Isadora se levantó, despacio, como quien calcula cada paso en un tablero de guerra.
—Solo prométeme algo —dijo, dándose la vuelta justo antes de salir—. Que si vuelves a amar… no te niegues por miedo a volver a perderlo.
Helena enarcó una ceja, sin suavizar su expresión.
—La culpa de aquella historia no fue solo tuya —respondió—. Ni tampoco solo mía. Iván jugó a ser salvador cuando apenas sabía sostenerse, y yo fui tan ingenua como para creer que eso era amor. Los dos fuimos parte del engaño. Pero yo… ya no juego a esas cosas.
Isadora sonrió. No con ternura, sino con esa mueca de quien cree saber más que todos los presentes.
—¿Tú crees que sabes todo lo que pasó, Helena? —susurró con voz casi maternal—. Pero el pasado tiene más capas de las que puedes imaginar. Y a veces… las peores traiciones no vienen de quien esperas.
Helena mantuvo la mirada. No tembló.
—Gracias por venir —dijo, abriendo la puerta con gesto impecable—. Me ha servido para confirmar que algunas serpientes… no mudan de piel.
Isadora salió sin una palabra más. Pero la sonrisa que se llevó era la de alguien que acababa de colocar su mejor pieza.
Y Helena, al cerrar la puerta, supo que aquello no había sido una visita… sino una advertencia.
Punto de vista LAUTARO
El ascensor se abrió con ese zumbido mecánico que tanto odiaba. En los buffets de élite todo sonaba caro, menos el ascensor. Lautaro avanzó por el pasillo con paso firme, ignorando los saludos de cortesía que le lanzaban al pasar.
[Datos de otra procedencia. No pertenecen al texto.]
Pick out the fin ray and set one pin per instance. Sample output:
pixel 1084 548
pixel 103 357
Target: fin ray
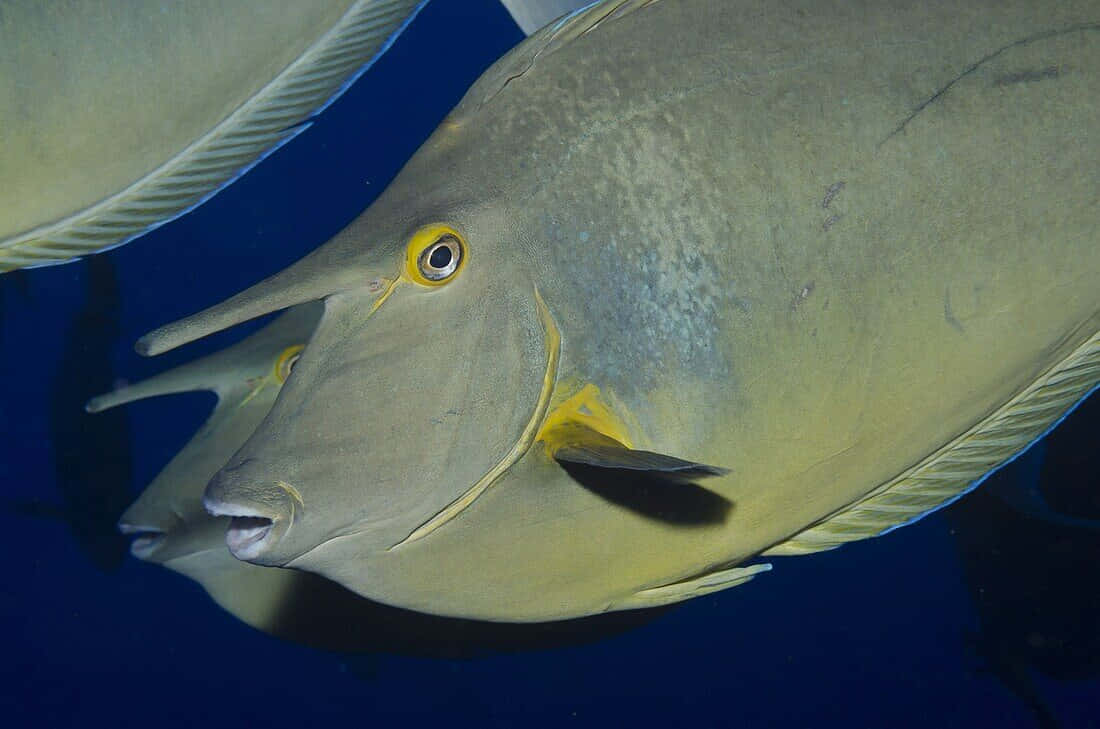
pixel 270 119
pixel 963 464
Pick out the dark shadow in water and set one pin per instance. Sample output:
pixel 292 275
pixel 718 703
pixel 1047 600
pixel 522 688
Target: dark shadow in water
pixel 321 614
pixel 91 453
pixel 13 282
pixel 689 505
pixel 1033 581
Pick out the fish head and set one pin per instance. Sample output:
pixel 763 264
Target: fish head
pixel 426 378
pixel 167 520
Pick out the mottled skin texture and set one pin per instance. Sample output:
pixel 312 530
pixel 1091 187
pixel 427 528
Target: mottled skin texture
pixel 807 242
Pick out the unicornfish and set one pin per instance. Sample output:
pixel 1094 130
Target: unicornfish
pixel 681 286
pixel 119 116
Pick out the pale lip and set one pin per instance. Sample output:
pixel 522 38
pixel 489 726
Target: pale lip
pixel 249 534
pixel 147 540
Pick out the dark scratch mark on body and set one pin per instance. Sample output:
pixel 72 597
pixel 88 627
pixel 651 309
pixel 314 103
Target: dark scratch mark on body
pixel 978 64
pixel 948 315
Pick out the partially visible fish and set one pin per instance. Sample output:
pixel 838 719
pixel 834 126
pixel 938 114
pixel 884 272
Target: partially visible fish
pixel 91 459
pixel 168 522
pixel 117 117
pixel 1032 572
pixel 171 527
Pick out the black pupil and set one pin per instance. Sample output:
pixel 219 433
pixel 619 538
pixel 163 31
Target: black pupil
pixel 440 257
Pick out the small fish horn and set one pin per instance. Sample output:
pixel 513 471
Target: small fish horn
pixel 311 278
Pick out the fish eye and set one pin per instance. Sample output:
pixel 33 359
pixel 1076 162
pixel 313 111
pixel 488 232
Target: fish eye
pixel 436 253
pixel 440 260
pixel 286 361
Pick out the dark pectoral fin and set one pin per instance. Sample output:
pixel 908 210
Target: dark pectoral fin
pixel 655 485
pixel 655 465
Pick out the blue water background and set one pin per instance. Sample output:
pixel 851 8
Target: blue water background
pixel 873 634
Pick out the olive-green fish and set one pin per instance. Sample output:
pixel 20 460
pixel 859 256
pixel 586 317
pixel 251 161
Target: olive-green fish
pixel 119 116
pixel 681 284
pixel 168 521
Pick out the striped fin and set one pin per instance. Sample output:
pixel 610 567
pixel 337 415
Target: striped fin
pixel 964 463
pixel 270 119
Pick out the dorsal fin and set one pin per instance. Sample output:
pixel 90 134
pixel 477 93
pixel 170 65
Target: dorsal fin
pixel 964 463
pixel 546 41
pixel 532 14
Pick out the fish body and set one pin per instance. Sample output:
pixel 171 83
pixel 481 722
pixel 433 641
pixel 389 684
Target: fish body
pixel 843 261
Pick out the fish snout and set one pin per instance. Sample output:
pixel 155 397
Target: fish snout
pixel 146 541
pixel 261 511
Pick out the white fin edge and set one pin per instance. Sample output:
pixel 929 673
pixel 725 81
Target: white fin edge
pixel 963 464
pixel 532 14
pixel 711 582
pixel 264 123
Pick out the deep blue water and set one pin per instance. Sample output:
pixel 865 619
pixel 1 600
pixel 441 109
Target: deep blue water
pixel 879 633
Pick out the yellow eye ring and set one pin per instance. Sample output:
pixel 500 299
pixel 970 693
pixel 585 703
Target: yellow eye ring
pixel 435 255
pixel 286 361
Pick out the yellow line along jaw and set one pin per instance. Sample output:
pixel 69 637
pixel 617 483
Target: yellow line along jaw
pixel 526 439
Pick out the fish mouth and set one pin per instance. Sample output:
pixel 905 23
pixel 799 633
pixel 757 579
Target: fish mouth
pixel 147 540
pixel 250 533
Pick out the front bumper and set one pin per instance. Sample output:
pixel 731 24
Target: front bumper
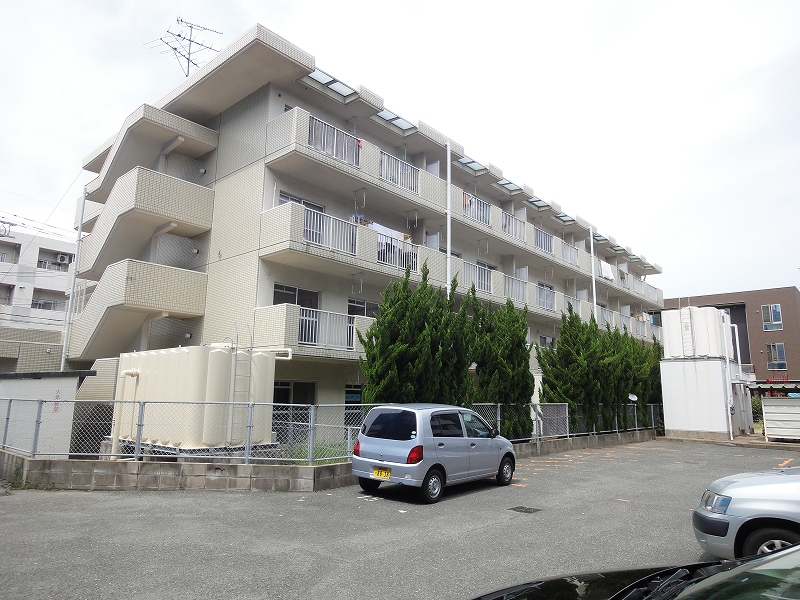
pixel 401 473
pixel 716 533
Fue entonces cuando la vio.
Isadora Montblanc.
Salía del despacho de Helena como quien abandona un campo de batalla sin mirar atrás. Sin heridas visibles, pero con el veneno aún en los labios.
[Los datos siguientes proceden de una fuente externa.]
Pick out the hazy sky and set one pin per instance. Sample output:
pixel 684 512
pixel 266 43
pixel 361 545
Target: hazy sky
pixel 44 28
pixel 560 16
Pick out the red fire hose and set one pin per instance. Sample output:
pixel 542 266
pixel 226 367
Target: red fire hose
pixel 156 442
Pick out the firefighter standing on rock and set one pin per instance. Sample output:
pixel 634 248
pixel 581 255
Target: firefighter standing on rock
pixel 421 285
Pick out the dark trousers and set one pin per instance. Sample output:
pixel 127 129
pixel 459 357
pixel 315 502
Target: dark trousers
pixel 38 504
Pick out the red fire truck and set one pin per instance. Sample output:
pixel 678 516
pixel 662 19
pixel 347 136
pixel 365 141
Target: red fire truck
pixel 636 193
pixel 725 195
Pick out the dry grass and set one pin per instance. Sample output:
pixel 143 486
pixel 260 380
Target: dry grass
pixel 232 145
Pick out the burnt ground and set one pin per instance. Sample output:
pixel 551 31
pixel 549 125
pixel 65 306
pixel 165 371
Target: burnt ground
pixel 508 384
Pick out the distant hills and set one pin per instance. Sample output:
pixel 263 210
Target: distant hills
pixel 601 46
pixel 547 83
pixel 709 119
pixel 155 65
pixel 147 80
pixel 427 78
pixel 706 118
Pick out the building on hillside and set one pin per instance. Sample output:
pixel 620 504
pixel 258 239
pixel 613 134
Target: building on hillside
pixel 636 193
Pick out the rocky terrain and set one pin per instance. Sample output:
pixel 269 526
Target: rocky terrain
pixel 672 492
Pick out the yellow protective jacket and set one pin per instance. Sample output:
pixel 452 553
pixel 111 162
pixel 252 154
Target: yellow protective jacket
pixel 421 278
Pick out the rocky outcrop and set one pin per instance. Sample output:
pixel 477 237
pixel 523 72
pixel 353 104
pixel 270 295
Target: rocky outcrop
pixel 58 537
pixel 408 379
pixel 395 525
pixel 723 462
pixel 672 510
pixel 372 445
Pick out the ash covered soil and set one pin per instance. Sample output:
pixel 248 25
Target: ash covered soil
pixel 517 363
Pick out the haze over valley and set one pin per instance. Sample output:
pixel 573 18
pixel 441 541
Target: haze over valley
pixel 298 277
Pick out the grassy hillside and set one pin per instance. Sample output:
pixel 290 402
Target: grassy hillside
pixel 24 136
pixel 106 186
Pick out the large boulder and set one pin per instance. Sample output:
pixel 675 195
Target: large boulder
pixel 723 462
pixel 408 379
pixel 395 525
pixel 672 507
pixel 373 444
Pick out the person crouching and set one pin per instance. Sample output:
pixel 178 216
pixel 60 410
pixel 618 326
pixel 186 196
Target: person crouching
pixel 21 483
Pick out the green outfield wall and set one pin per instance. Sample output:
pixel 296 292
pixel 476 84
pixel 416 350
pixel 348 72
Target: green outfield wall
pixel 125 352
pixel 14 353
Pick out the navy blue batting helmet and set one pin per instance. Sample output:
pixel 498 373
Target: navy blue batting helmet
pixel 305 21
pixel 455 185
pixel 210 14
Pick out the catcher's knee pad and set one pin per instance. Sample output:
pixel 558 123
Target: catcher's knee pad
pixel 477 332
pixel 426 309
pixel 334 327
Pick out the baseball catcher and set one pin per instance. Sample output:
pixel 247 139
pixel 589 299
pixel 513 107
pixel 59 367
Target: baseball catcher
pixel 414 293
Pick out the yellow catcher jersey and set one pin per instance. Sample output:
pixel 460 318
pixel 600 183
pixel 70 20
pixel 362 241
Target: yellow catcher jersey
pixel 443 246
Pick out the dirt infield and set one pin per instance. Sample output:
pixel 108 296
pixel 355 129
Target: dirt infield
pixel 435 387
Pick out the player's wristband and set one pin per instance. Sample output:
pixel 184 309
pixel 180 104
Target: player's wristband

Lautaro entrecerró los ojos, esperando que ella lo reconociera. No lo hizo. O, peor aún, lo ignoró con intención. Perfecto. Todo en orden.
Avanzó hacia la puerta aún entreabierta y la empujó con suavidad.
Helena estaba de espaldas, con una mano apoyada en el escritorio y la otra cerrada en un puño.
La conocía.
No estaba bien.
—¿Está todo en orden? —preguntó, con voz baja, pero firme. No era una pregunta vacía. Estaba evaluando el terreno, midiendo si había que contener, destruir o simplemente escuchar.
Helena levantó la vista hacia él. Tenía los ojos secos, pero la tormenta seguía latiendo detrás de ellos.
—Nada está en orden. Pero tampoco está perdido.
Lautaro avanzó un paso más. Sus ojos pasearon por el despacho. No había desorden visible. Pero algo se había roto. Se notaba en la forma en que ella evitaba respirar hondo.
—¿Te dijo algo nuevo? —preguntó, sin quitarle los ojos de encima.
Helena se cruzó de brazos. El gesto era más un escudo que una postura.
—Me dijo que se arrepiente.
Lautaro soltó una pequeña exhalación, seca como su sentido del humor.
—¿Y vos le creés?
Ella dudó. Solo un segundo. Pero para Lautaro fue suficiente.
—No. Pero quiero hacerlo.
Ahí estaba. La g****a.
La parte de Helena que aún anhelaba una madre.
—Querés creer que debajo de esa máscara hay algo humano —dijo él, con una mezcla de ternura y escepticismo—. Pero Helena… el arrepentimiento sin verdad es solo estrategia.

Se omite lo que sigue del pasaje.